Over the past years, WeChat and HKUST had jointly conducted a series of AI technology related research and explored the far-reaching frontiers of AI. Research areas of WHAT LAB included intelligent robotic systems, natural language processing, data mining, speech recognition and understanding.

AI technology has been growing tremendously. This technology advancement depends on talents, problems, and data. WHAT LAB facilitated the collaboration between WeChat and HKUST to complement with each other in these aspects for development of impactful research and innovation. The lab brought together top researchers in the development of innovative artificial intelligence applications with the database of WeChat. And the lab has successfully accomplished its missions in 2021.

Research areas


Demos


Machine Reading system

Developed by Yuxiang Wu, Prof. Qiang Yang’s Group

Demo Introduction: Machine Reading aims to develop Machine Learning algorithms that could read and comprehend natural language documents as humans do. With Machine Reading, natural language information is converted to the form that could be processed by computers, and could be further utilized in applications such as summarization, question answering and dialogue system.

Moments Articles Real Time Propagation and Visualization System

Developed by Quan Li, Dongyu Liu, Haiyan Yang, Prof.

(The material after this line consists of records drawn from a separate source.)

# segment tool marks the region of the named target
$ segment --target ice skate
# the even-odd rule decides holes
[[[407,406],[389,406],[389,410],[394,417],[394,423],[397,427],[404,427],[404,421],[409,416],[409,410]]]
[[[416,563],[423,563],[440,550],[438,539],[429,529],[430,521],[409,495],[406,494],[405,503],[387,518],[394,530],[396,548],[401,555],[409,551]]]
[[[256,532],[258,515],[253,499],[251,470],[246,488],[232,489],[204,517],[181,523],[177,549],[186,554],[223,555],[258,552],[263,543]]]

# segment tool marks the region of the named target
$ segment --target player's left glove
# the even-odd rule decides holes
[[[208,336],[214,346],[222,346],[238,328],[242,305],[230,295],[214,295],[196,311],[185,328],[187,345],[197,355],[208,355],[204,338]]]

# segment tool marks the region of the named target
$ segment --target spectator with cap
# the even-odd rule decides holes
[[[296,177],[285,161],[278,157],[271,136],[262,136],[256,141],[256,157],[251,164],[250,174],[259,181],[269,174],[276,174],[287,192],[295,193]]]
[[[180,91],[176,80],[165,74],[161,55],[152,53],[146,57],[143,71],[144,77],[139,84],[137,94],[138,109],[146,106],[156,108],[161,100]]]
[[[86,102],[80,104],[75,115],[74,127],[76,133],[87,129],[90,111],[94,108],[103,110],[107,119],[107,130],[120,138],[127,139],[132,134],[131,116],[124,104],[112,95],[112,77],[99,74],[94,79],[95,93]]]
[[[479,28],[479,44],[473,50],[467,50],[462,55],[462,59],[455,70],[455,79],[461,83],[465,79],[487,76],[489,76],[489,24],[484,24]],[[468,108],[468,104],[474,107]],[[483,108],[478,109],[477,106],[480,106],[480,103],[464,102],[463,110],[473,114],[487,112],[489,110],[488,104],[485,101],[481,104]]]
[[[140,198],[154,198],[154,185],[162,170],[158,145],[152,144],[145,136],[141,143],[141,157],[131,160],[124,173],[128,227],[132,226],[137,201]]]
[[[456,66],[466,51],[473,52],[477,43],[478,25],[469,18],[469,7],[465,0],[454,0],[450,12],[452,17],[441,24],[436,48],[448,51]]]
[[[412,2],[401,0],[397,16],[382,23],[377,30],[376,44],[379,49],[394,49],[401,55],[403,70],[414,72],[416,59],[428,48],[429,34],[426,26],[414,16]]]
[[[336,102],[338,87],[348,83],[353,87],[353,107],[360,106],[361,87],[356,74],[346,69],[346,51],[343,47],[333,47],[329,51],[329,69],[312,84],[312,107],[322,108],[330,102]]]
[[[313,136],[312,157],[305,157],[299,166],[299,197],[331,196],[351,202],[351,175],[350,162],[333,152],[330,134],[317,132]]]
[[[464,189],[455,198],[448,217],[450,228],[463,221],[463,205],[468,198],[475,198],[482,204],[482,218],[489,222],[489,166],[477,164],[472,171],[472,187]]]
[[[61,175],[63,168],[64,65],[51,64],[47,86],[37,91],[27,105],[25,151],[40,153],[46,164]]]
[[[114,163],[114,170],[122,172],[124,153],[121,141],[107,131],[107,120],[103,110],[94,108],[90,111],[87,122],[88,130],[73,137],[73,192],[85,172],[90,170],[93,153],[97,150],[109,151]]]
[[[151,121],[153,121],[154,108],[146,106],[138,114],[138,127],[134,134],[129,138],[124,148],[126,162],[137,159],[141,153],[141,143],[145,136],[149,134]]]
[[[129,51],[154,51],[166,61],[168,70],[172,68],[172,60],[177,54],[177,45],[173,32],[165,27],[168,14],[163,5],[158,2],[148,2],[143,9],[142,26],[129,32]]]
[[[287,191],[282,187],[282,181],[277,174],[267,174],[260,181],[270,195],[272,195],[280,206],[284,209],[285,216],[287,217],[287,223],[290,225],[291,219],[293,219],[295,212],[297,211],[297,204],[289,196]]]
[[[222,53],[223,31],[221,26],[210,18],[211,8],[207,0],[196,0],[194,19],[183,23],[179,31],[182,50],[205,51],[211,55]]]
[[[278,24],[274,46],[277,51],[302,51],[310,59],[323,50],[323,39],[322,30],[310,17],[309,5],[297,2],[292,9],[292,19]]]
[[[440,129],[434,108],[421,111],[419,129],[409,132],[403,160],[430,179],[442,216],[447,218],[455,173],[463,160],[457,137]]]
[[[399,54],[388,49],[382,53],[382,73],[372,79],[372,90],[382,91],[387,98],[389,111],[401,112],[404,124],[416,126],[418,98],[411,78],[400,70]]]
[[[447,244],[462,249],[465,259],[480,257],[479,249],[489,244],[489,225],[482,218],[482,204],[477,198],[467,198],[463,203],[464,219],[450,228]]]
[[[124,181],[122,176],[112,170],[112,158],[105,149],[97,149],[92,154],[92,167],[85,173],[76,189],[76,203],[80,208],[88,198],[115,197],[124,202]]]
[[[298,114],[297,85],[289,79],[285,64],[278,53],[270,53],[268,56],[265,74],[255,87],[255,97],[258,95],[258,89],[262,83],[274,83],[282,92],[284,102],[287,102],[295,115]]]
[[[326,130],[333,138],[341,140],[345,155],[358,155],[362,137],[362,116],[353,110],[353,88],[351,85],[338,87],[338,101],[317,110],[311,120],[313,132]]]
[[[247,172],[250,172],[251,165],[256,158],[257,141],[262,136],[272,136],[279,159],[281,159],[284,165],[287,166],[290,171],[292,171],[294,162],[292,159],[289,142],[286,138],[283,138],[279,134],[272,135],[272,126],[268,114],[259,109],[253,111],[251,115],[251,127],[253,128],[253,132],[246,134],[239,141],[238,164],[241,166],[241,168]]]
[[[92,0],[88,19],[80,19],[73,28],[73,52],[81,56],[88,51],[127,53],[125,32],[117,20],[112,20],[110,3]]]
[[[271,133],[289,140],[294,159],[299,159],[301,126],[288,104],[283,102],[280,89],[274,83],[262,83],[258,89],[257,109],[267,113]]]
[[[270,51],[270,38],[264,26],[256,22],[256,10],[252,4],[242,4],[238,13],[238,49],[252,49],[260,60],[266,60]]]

Huamin Qu’s Group

Demo Introduction: In this project, we visually investigated how official public account article information propagate in WeChat platform from different perspectives, involving a 3D global overview, time-varying propagation view, community detection view, etc. We also implemented several designs by using real propagation data, including the propagation clock, propagation wave, propagation galaxy and propagating tree. The system --- WeSeer has already been deployed and applied to WeChat, Tencent for daily propagation analysis.

Model-based Global Localization for Aerial Robots using Edge Alignments

Developed by Kejie Qiu, Prof. Shaojie Shen’s Group

Demo Introduction: "The video contains three parts; The first part presents the localization accuracy and global consistency by comparing with the ground truth provided in the indoor environment. Three trajectories of model-only, model+EKF​ and ground truth are shown in different colors. The 3D model used for localization is shown as dense point cloud. The second part shows the real-time localization results in outdoor case.
Four trajectories of model-only, model+EKF, VINS and GPS are represented in different colors. The 3D model used for localization is shown as sparse point cloud for display efficiency consideration. The special outdoor case with unstable GPS is also included. Three image views including the raw fisheye image, the electronically stabilized image, and the rendered image are shown simultaneously. Besides comparing different trajectories, it is intuitive to tell the localization performance by visually comparing the similarity between the stabilized image and the rendered image. The third part of the video shows the closed-loop control by a trajectory tracking experiment using the proposed method for state feedback."